17 Reasons You May Not Want to Hire This Person
While it is true that you only have a 50/50 chance of success every time you hire a new team member, the interviewing and hiring process does not have to be an anxiety-ridden exercise in Russian roulette. It’s likely this week’s book slipped past you in 1992, but its unique and comprehensive management “story” (complete with a plot, interesting characters and a February 1 to May 3 company turn-around timeline) is a worthy addition to your summer reading list.
In his story, Everett T. Suters cautions managers to watch for any of the 17 red flags during the interview process. His cautionary warning signs include: 1) being late for the appointment, 2) no resume, 3) disturbing appearance, including poor eye contact, 4) poor communication skills, 5) cannot name any personal weaknesses, 6) no evidence that the person takes initiative—on their own time—to improve themselves, 7) unexplained employment history gaps, 8) low level of formal education, without a legitimate reason, 9) frequent job changes, yet little if any career progress, and 10) overqualified.
Other red flags include: 11) unsolicited criticism of former employers and managers, 12) unable to verbalize realistic personal goals, 13) little interest in the scope of the job or the future state of the company, 14) personal problems that could affect performance, 15) inappropriate concern about compensation and benefits, 16) openly expresses radical opinions, and 17) the person does not need to work.
When he spots a red flag, the author says, “I give them an opportunity to alleviate my concerns with an explanation.” The book is packed with savvy management wisdom. Read The Unnatural Act of Management: When the Great Leader’s Work Is Done, the People Say, “We Did It Ourselves.”
Your Weekly Staff Meeting Questions:
#1. What is the best question you have ever been asked in an interview?
#2. Why is life-long learning—improving yourself on your own time—so important to an employer?
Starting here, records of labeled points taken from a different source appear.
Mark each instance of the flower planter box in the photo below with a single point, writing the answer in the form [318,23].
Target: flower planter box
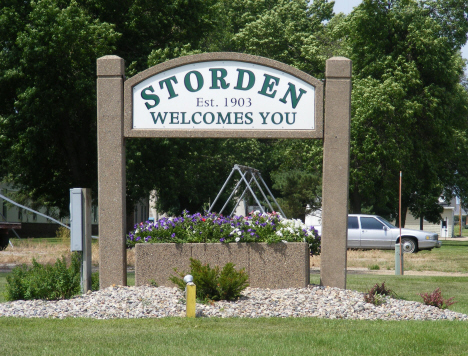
[276,266]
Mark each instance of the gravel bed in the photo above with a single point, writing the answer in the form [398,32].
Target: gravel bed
[159,302]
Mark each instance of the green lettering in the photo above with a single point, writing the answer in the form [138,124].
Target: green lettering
[287,118]
[226,120]
[273,118]
[193,117]
[294,98]
[147,96]
[212,118]
[268,85]
[248,116]
[218,75]
[174,117]
[159,116]
[183,119]
[169,86]
[188,83]
[238,116]
[264,117]
[240,80]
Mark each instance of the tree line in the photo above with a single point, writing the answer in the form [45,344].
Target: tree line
[409,98]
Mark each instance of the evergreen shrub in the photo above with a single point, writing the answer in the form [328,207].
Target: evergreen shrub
[213,283]
[49,282]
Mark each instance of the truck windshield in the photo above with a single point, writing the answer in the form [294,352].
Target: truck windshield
[391,226]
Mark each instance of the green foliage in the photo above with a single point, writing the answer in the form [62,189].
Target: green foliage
[213,284]
[408,108]
[298,190]
[63,233]
[209,228]
[49,282]
[435,299]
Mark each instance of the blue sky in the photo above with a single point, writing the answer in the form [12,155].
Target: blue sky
[346,6]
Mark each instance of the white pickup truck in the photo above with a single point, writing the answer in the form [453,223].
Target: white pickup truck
[374,232]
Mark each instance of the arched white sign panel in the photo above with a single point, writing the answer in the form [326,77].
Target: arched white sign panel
[223,95]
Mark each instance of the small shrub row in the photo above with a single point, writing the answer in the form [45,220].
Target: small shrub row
[435,299]
[49,282]
[376,295]
[213,283]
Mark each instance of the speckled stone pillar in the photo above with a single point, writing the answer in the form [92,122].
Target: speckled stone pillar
[336,172]
[111,171]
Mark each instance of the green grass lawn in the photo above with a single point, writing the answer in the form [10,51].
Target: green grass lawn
[212,336]
[273,336]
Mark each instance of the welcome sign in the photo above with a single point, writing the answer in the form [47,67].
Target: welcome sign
[222,95]
[229,97]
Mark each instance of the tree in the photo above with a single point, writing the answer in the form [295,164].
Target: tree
[47,122]
[409,112]
[48,79]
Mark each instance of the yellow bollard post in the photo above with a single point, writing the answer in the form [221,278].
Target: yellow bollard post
[191,292]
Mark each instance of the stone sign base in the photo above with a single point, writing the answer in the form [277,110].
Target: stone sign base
[272,266]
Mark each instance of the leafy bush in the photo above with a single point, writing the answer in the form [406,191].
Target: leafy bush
[63,233]
[435,299]
[256,227]
[213,284]
[377,294]
[49,282]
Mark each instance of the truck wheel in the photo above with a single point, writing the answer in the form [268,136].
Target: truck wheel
[408,245]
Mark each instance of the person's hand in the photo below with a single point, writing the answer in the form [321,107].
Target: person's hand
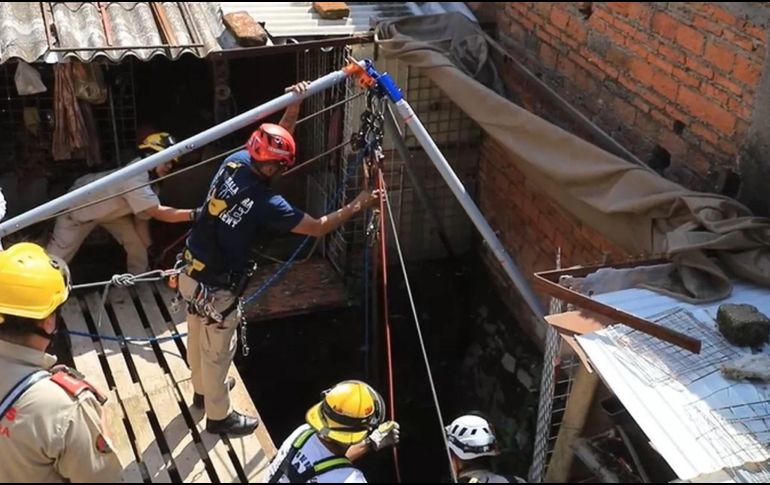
[386,435]
[367,199]
[298,88]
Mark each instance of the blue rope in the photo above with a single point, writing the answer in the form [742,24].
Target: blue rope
[332,203]
[367,323]
[269,282]
[125,339]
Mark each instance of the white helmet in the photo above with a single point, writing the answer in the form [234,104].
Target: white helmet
[471,437]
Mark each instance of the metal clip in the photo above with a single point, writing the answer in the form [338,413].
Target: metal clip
[245,349]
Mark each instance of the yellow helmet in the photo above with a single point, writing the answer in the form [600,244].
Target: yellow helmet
[32,283]
[157,142]
[347,413]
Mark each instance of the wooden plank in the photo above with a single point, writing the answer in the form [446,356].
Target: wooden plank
[158,389]
[255,451]
[160,328]
[188,457]
[215,448]
[575,416]
[134,403]
[86,357]
[569,296]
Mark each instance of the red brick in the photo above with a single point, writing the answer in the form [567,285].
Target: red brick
[720,56]
[665,25]
[685,77]
[742,41]
[707,111]
[559,18]
[661,119]
[654,100]
[722,16]
[640,49]
[551,30]
[747,71]
[740,109]
[641,70]
[673,143]
[673,54]
[548,56]
[728,84]
[606,67]
[665,85]
[640,12]
[704,24]
[623,111]
[572,43]
[577,30]
[675,114]
[714,93]
[640,105]
[690,39]
[694,65]
[566,67]
[758,33]
[623,26]
[660,63]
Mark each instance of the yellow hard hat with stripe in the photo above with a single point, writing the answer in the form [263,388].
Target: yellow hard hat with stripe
[347,413]
[158,142]
[32,283]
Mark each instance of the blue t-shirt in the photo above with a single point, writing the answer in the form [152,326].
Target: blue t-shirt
[240,206]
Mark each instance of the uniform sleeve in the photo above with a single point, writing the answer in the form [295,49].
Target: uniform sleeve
[142,199]
[87,454]
[281,216]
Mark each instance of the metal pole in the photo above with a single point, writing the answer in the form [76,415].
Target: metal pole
[398,140]
[82,194]
[457,187]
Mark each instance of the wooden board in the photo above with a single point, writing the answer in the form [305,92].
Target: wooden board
[86,358]
[150,391]
[255,451]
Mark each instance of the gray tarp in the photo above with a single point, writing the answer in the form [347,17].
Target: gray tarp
[630,205]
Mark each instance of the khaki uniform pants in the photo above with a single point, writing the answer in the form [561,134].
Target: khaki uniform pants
[210,350]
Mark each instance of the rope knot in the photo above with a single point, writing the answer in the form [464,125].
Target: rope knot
[123,280]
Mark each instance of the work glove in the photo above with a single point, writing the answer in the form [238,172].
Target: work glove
[386,435]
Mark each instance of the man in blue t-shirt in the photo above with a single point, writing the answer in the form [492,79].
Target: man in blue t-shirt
[240,206]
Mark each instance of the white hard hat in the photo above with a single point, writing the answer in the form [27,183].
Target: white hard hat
[471,437]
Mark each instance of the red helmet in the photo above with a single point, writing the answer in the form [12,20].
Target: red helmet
[270,143]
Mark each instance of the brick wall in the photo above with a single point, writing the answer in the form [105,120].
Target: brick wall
[678,76]
[674,83]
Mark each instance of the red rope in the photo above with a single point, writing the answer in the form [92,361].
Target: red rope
[386,313]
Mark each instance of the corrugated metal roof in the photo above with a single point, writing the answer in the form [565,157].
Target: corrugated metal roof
[298,19]
[698,421]
[129,29]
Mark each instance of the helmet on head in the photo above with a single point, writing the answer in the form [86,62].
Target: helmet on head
[32,283]
[157,142]
[471,437]
[347,413]
[272,143]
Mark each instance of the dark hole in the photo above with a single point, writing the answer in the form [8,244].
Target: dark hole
[659,159]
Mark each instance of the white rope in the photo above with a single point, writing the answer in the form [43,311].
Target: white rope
[419,333]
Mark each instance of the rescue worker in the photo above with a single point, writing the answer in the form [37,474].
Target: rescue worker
[50,418]
[473,443]
[347,424]
[239,208]
[125,217]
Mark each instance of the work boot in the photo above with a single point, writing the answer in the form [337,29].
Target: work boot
[199,400]
[235,424]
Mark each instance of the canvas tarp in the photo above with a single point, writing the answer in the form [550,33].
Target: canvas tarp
[630,205]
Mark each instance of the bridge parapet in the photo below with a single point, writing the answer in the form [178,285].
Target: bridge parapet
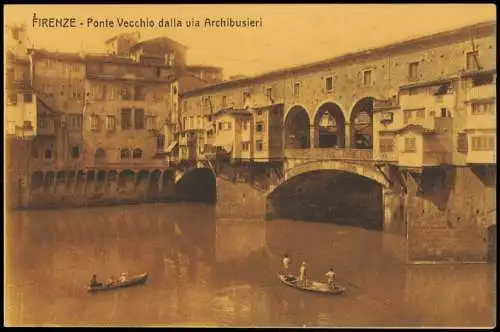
[330,154]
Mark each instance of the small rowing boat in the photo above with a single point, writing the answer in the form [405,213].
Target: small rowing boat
[134,281]
[311,286]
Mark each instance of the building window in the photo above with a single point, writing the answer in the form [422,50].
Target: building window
[410,144]
[329,83]
[75,152]
[470,61]
[482,108]
[126,94]
[296,89]
[126,118]
[407,114]
[137,154]
[12,99]
[139,118]
[160,142]
[482,79]
[110,123]
[259,145]
[367,77]
[99,153]
[94,122]
[245,146]
[140,93]
[269,93]
[386,145]
[151,122]
[483,143]
[28,98]
[462,144]
[11,127]
[27,125]
[124,154]
[34,152]
[414,70]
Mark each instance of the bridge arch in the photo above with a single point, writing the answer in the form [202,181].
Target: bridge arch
[316,191]
[369,172]
[197,184]
[361,123]
[329,125]
[297,128]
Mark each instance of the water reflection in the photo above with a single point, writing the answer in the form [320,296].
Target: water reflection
[209,270]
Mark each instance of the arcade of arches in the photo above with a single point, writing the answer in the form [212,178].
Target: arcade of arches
[330,129]
[321,196]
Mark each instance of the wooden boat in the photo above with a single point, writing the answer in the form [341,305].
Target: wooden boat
[311,286]
[134,281]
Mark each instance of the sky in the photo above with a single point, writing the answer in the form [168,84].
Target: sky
[290,35]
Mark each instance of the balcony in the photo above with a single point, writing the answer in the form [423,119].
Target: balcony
[329,154]
[482,157]
[487,91]
[436,158]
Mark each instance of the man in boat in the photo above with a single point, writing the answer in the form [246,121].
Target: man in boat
[330,275]
[123,277]
[302,274]
[94,282]
[286,262]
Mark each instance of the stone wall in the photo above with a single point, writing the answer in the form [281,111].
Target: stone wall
[450,219]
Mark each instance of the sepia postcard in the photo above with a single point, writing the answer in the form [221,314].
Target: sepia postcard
[238,165]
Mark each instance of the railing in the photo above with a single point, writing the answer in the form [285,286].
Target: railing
[482,92]
[330,154]
[435,158]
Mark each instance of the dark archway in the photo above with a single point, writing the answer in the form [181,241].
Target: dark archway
[321,196]
[297,127]
[37,181]
[198,185]
[49,181]
[126,179]
[329,126]
[361,121]
[154,184]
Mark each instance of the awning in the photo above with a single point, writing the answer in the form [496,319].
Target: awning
[171,146]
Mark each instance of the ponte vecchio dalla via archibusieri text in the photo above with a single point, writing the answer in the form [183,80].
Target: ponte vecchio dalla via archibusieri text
[399,138]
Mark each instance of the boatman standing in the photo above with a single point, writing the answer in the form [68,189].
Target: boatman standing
[286,262]
[330,277]
[302,274]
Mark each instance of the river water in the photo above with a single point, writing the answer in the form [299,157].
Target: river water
[213,271]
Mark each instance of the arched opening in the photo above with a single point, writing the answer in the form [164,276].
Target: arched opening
[142,179]
[198,185]
[167,184]
[154,184]
[137,154]
[71,179]
[124,154]
[329,126]
[297,129]
[49,181]
[321,196]
[37,181]
[61,177]
[126,179]
[100,155]
[361,120]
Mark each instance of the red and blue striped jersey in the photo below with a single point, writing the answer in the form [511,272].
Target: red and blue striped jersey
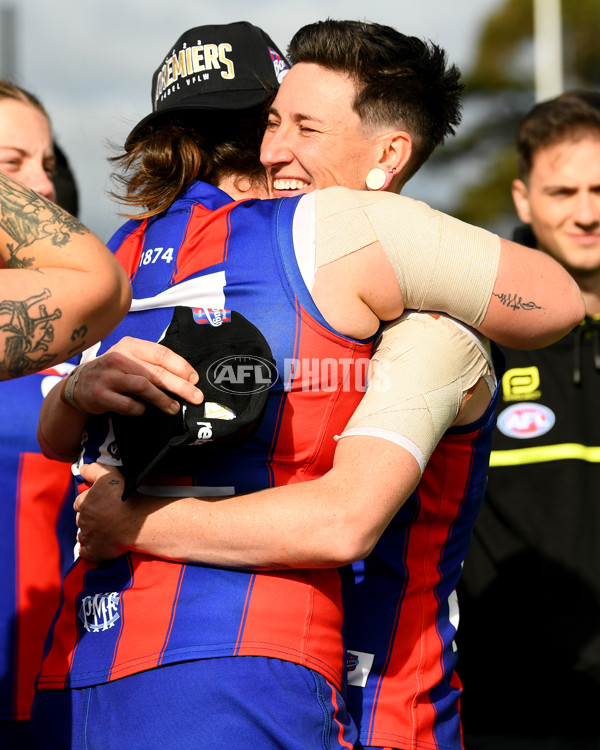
[138,612]
[401,605]
[38,536]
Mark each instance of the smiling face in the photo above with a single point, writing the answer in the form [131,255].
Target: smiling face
[314,139]
[26,146]
[561,201]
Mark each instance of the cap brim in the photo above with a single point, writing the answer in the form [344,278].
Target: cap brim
[227,101]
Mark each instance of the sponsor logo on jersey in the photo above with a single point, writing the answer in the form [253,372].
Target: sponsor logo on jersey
[99,612]
[521,384]
[524,420]
[359,665]
[214,316]
[242,374]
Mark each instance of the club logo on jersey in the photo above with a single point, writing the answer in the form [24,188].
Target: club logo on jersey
[523,421]
[214,316]
[358,666]
[521,384]
[242,374]
[99,612]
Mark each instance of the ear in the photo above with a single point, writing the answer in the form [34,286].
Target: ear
[396,150]
[521,201]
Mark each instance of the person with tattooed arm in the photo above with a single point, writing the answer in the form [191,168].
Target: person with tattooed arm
[107,637]
[61,290]
[37,527]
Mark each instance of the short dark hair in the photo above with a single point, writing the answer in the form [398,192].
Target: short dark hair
[570,116]
[402,81]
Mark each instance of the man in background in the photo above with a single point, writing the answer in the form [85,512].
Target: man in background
[529,638]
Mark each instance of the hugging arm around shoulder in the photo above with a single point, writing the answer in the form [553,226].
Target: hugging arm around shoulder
[517,296]
[339,517]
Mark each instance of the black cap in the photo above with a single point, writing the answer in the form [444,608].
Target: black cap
[217,67]
[235,368]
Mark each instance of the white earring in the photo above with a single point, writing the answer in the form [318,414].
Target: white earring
[376,179]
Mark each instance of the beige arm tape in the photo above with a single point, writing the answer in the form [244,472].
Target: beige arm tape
[441,263]
[423,367]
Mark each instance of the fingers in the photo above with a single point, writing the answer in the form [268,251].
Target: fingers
[133,373]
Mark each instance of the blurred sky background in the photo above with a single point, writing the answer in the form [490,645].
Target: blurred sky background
[91,63]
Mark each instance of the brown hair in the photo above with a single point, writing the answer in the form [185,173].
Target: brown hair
[10,90]
[181,147]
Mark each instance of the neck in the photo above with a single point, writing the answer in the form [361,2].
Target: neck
[242,188]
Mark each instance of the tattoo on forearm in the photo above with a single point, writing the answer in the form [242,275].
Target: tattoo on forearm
[26,217]
[515,302]
[25,336]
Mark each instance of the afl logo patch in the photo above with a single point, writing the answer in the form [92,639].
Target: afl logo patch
[524,421]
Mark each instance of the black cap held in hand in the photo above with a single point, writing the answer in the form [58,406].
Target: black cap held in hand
[218,67]
[235,367]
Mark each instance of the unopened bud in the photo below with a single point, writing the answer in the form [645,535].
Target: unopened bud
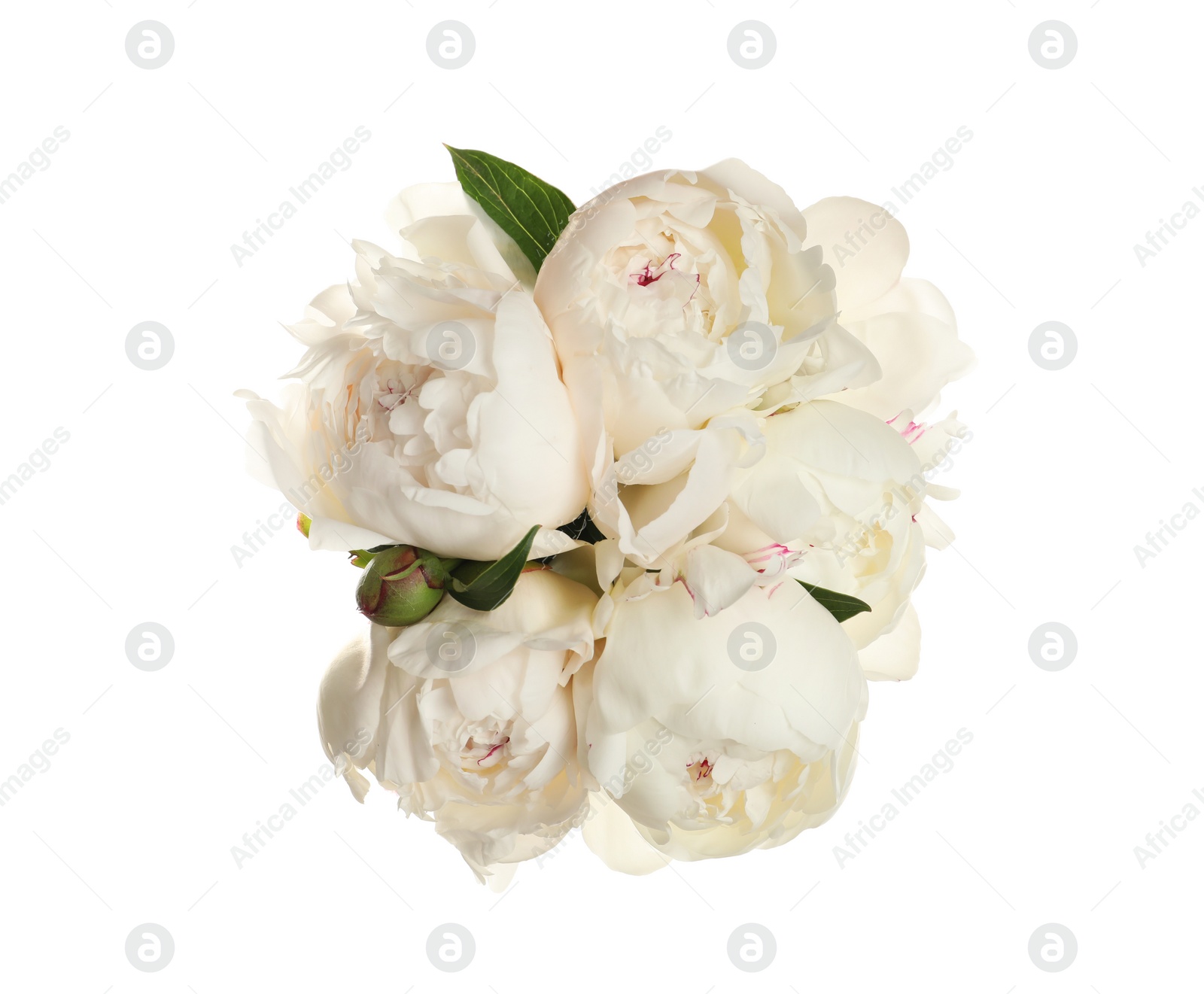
[403,585]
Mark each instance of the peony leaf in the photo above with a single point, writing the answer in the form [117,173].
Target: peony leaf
[530,211]
[485,585]
[841,606]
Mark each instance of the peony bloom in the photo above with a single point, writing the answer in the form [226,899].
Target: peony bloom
[429,408]
[744,740]
[471,719]
[907,324]
[677,302]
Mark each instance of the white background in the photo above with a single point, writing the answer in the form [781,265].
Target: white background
[135,518]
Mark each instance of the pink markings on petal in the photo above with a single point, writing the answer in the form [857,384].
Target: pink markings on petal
[646,277]
[493,750]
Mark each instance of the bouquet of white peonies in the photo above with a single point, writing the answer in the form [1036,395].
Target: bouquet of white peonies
[638,491]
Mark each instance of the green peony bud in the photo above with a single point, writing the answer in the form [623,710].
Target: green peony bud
[401,585]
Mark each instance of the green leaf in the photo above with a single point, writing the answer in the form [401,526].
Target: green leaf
[530,211]
[841,606]
[485,585]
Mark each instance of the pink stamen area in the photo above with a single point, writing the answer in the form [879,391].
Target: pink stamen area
[646,277]
[771,552]
[493,750]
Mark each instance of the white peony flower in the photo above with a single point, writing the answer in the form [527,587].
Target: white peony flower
[722,734]
[907,324]
[429,408]
[471,719]
[677,300]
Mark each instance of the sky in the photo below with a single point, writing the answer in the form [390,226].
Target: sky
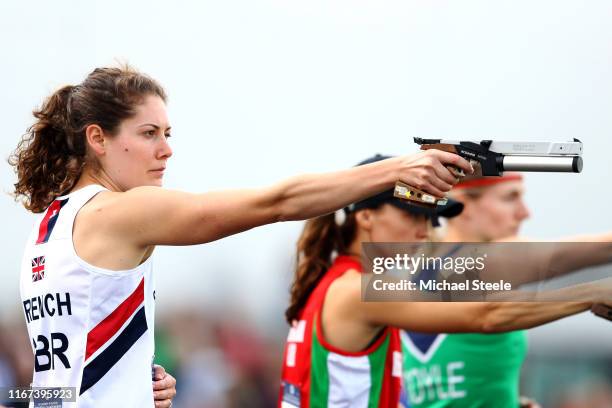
[263,90]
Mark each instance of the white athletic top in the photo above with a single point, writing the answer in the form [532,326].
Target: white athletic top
[90,328]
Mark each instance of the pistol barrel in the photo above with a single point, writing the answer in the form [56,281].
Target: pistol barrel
[562,164]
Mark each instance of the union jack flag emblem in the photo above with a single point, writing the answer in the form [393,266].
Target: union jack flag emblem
[38,268]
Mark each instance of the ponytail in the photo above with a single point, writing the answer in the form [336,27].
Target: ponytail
[47,161]
[52,154]
[319,241]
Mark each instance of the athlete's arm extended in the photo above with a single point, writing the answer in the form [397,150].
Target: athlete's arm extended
[566,254]
[344,297]
[155,216]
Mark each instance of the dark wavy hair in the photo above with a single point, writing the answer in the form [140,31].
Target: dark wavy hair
[319,241]
[52,154]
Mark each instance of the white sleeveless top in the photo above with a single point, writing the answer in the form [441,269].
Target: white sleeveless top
[89,327]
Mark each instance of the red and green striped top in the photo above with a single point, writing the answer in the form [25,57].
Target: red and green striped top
[319,375]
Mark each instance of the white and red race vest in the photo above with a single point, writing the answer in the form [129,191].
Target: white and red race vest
[90,328]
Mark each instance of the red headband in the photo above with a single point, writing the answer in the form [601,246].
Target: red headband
[488,181]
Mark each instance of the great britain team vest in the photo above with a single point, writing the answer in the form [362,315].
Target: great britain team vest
[90,328]
[317,375]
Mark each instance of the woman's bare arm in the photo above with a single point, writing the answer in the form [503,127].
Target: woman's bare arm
[149,216]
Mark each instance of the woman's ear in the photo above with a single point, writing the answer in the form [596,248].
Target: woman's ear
[95,139]
[363,219]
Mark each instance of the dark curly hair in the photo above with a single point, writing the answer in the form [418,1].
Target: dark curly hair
[52,154]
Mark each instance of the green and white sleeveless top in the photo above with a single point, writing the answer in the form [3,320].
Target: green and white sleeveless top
[462,370]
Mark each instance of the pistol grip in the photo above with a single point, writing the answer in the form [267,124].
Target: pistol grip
[419,197]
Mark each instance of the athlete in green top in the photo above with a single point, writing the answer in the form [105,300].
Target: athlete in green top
[472,370]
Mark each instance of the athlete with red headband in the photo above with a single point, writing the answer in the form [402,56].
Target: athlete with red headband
[343,352]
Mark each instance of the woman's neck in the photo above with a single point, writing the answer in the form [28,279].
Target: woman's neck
[88,177]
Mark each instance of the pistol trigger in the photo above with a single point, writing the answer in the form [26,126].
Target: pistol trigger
[456,171]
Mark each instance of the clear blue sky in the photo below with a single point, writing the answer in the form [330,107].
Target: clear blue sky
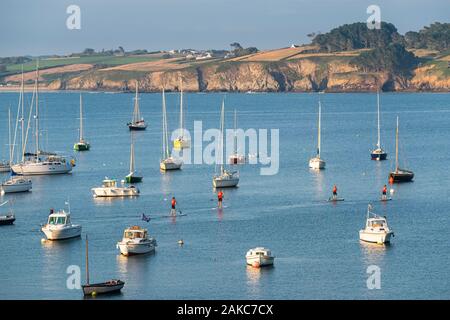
[39,26]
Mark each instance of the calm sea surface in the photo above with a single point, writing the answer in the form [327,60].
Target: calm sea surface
[318,254]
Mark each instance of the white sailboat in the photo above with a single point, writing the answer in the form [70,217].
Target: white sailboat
[181,142]
[81,145]
[224,178]
[137,122]
[167,162]
[317,162]
[236,157]
[378,153]
[41,163]
[17,183]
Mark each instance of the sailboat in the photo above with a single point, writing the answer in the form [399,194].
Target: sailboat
[225,178]
[236,158]
[317,162]
[181,142]
[5,166]
[378,153]
[399,175]
[16,183]
[167,162]
[81,145]
[137,122]
[110,286]
[132,177]
[41,163]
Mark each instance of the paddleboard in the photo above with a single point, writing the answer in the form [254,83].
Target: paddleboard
[335,199]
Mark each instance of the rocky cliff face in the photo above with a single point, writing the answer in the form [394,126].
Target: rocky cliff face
[299,75]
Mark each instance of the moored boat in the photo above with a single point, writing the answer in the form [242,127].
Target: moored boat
[60,227]
[259,257]
[376,229]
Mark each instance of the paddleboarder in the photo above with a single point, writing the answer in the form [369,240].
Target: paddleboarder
[219,199]
[174,203]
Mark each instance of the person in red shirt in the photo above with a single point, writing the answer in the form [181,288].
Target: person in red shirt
[219,198]
[174,203]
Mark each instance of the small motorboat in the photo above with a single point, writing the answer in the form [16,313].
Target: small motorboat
[259,257]
[8,218]
[110,286]
[376,229]
[60,227]
[109,188]
[136,241]
[16,184]
[4,166]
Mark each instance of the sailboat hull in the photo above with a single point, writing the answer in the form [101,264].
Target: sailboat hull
[81,146]
[317,164]
[41,168]
[401,176]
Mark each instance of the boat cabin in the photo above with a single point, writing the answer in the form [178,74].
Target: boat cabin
[59,218]
[109,183]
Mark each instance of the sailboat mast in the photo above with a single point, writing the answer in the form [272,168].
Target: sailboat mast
[9,137]
[22,124]
[235,132]
[396,148]
[181,107]
[132,154]
[87,261]
[37,111]
[378,120]
[136,112]
[318,130]
[81,118]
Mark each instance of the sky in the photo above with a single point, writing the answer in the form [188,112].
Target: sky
[38,27]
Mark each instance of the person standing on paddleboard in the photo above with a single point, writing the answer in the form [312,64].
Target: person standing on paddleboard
[219,199]
[174,203]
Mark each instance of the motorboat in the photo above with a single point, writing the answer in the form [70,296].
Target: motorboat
[259,257]
[376,229]
[107,287]
[16,184]
[399,175]
[109,188]
[8,217]
[317,162]
[167,162]
[59,226]
[135,241]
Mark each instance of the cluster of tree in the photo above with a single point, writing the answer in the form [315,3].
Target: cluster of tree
[357,36]
[238,50]
[434,37]
[393,58]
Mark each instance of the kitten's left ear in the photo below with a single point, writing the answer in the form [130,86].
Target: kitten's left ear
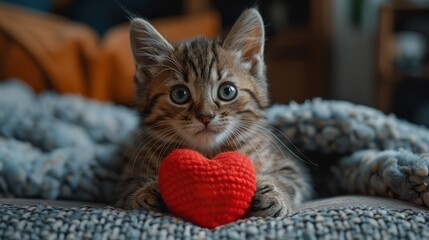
[247,36]
[147,44]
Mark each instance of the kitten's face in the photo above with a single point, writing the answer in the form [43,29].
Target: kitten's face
[202,93]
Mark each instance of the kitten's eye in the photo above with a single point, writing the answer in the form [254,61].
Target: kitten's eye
[227,92]
[180,94]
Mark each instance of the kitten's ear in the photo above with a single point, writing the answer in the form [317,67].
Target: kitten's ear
[247,36]
[147,44]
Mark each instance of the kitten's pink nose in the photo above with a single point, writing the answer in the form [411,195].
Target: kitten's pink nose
[205,119]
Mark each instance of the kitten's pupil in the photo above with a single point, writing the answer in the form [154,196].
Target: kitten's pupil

The People Bucket: The Greatest Interview Question Ever! - Insights from the
Management Buckets Workshop Experience
Whenever I interviewed a prospect for a staff position, I carefully avoided details about what I was looking for—and then about 20 minutes into the interview, I asked the greatest interview question ever.
“Joe, talk about the best job you’ve ever had. You’re driving home after work—and all of a sudden it hits you. You tap the steering wheel with a playful slap, and exclaim out loud, ‘Wow! That was a really great day at work!’
“So, Joe…tell me. What happened at work that caused that little celebration in your car?”
The response is truly amazing. Joe’s eyes light up. His interviewee nervousness disappears—and what gives him joy at work quickly oozes out. Sometimes, the very thing that breathes life into Joe on the job was exactly what we were looking for. Other times—it was the opposite, so we celebrate his passions, but we don’t hire him. I’ve never seen anyone manufacture an answer to that question. It’s the greatest interview question ever.
Your Weekly Staff Meeting Questions: The People Bucket
#1. OK, for our weekly meeting today, I’d like you to gather in groups of three and tell each other what happened the evening you said to yourself, “Wow! That was a really great day at work!”
#2. Does that “Wow!” happen enough in your current position? If not, what initiative should you take to increase the joy?